The uranium also aggravates the conflict between the Tuareg rebels in the north and the government in the south. The last uprising ended only a few months ago. Many of the former rebels have already switched to drug smuggling and human trafficking. And what if someone tried to smuggle uranium?
Chaos is always a dangerous thing in a country with uranium reserves. President Mamadou Tandja, who was ousted in a military coup in mid-February, had threatened to sell his yellowcake to Iran. The man is now gone, but his idea remains, triggering fears in the West.
'They Can't Go Anywhere Else'
The Tuareg, on the other hand, fear a total sellout of their country. The year 2007 marked a high point in the global nuclear renaissance, and the market price of yellowcake shot up. President Tandja awarded more than 100 exploration licenses for uranium regions. The licensed areas cover the land of the Tuareg almost completely.

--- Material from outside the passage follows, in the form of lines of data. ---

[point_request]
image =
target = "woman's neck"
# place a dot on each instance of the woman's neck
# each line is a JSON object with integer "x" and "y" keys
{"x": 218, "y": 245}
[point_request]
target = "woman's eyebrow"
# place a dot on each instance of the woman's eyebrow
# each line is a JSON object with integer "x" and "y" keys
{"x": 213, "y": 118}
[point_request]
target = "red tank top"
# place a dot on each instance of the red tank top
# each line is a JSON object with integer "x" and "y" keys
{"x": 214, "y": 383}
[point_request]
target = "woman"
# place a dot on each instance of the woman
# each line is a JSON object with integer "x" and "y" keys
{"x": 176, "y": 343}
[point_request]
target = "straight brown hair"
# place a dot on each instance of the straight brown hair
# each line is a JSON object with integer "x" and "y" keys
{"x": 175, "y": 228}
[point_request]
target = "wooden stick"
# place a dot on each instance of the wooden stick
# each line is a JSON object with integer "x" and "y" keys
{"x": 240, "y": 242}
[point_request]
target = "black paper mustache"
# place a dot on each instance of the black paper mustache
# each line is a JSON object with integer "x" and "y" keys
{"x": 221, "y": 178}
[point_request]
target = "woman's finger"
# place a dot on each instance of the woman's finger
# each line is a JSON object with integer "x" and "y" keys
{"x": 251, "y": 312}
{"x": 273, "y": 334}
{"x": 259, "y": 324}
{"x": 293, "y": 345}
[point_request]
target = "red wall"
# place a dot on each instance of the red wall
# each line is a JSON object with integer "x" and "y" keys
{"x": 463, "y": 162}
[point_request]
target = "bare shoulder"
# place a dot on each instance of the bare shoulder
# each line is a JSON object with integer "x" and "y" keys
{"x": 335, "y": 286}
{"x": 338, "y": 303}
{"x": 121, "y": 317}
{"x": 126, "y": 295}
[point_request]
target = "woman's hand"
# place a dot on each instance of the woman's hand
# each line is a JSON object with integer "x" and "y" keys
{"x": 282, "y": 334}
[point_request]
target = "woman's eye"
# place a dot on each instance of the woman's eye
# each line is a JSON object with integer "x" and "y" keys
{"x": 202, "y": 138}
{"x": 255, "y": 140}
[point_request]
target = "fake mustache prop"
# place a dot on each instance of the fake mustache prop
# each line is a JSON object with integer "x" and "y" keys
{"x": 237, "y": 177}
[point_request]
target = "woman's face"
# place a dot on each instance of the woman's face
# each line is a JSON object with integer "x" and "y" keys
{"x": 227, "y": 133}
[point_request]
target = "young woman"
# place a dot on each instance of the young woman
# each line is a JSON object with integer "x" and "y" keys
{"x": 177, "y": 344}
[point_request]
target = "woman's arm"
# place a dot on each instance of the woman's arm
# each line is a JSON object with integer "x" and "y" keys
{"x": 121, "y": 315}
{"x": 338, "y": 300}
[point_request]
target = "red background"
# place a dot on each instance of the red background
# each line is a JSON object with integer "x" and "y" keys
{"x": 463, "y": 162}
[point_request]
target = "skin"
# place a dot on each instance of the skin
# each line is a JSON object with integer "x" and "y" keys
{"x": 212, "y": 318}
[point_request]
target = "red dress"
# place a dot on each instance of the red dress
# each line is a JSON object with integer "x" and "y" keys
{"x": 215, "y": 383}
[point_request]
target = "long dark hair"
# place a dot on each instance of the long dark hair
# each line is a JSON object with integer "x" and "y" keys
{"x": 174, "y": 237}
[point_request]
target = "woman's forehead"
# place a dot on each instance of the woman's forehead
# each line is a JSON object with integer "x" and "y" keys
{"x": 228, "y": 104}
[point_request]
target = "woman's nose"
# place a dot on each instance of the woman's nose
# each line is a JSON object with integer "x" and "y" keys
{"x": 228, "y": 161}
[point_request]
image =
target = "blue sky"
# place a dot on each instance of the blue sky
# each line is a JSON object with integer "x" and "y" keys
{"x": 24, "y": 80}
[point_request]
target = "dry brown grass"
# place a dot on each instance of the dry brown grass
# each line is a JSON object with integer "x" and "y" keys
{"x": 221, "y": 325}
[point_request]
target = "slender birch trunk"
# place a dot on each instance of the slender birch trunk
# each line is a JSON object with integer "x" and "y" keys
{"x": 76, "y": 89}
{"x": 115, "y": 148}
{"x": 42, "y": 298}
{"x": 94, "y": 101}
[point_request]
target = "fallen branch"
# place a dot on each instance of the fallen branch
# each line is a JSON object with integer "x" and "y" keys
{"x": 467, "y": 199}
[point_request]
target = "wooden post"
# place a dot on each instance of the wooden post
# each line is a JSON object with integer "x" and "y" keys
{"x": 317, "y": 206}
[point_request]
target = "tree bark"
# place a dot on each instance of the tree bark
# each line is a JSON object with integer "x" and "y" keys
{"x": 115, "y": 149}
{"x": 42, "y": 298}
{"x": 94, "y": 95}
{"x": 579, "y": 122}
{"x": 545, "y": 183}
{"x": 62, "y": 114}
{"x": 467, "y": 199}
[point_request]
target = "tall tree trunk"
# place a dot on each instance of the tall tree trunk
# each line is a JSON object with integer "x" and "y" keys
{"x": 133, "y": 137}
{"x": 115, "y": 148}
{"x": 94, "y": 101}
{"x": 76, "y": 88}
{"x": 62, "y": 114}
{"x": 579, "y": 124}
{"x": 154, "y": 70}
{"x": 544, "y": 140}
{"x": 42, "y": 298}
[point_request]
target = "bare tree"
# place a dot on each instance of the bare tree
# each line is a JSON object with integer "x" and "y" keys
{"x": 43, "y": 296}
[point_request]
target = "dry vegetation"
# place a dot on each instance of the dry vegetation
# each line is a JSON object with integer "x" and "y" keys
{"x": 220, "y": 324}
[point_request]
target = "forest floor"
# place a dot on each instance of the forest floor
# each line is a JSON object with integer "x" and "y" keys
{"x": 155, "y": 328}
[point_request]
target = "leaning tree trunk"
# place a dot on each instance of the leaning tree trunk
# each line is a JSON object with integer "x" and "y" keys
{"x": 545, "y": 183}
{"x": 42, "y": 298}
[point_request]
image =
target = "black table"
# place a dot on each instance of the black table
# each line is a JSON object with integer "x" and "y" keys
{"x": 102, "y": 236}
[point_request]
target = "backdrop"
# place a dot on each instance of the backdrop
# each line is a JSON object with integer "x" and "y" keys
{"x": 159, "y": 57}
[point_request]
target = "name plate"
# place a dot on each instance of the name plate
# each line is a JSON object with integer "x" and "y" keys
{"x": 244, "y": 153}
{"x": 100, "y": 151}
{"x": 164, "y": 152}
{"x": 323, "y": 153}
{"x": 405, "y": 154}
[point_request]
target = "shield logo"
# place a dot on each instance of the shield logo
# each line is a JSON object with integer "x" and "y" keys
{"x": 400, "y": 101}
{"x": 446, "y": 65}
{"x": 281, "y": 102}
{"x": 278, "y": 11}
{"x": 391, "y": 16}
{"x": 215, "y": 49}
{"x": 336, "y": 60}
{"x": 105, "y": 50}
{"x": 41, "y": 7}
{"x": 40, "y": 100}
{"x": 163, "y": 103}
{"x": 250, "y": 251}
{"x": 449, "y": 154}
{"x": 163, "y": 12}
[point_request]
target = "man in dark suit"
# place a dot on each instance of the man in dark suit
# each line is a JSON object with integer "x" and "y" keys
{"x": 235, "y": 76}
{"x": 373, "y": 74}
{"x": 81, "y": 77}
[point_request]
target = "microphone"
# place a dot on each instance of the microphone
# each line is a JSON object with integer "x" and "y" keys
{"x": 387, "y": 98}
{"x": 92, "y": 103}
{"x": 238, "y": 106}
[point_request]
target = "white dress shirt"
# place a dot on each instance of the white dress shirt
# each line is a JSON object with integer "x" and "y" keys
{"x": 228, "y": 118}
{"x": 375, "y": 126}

"The Tuareg live from their animals," says Alhacen. "They can't go anywhere else. They live from this land, and it belongs to them." Alhacen intends to continue fighting, so that at least the Tuareg can have a chance.
Last year he paid a visit to the opponents of a potential radioactive waste disposal facility near Gorleben in northeast Germany. Alhacen gave a speech in the nearby town of Dannenberg. "You can't just fight against nuclear power plants and waste repositories," he said. "If you want to kill the tree, kill the roots."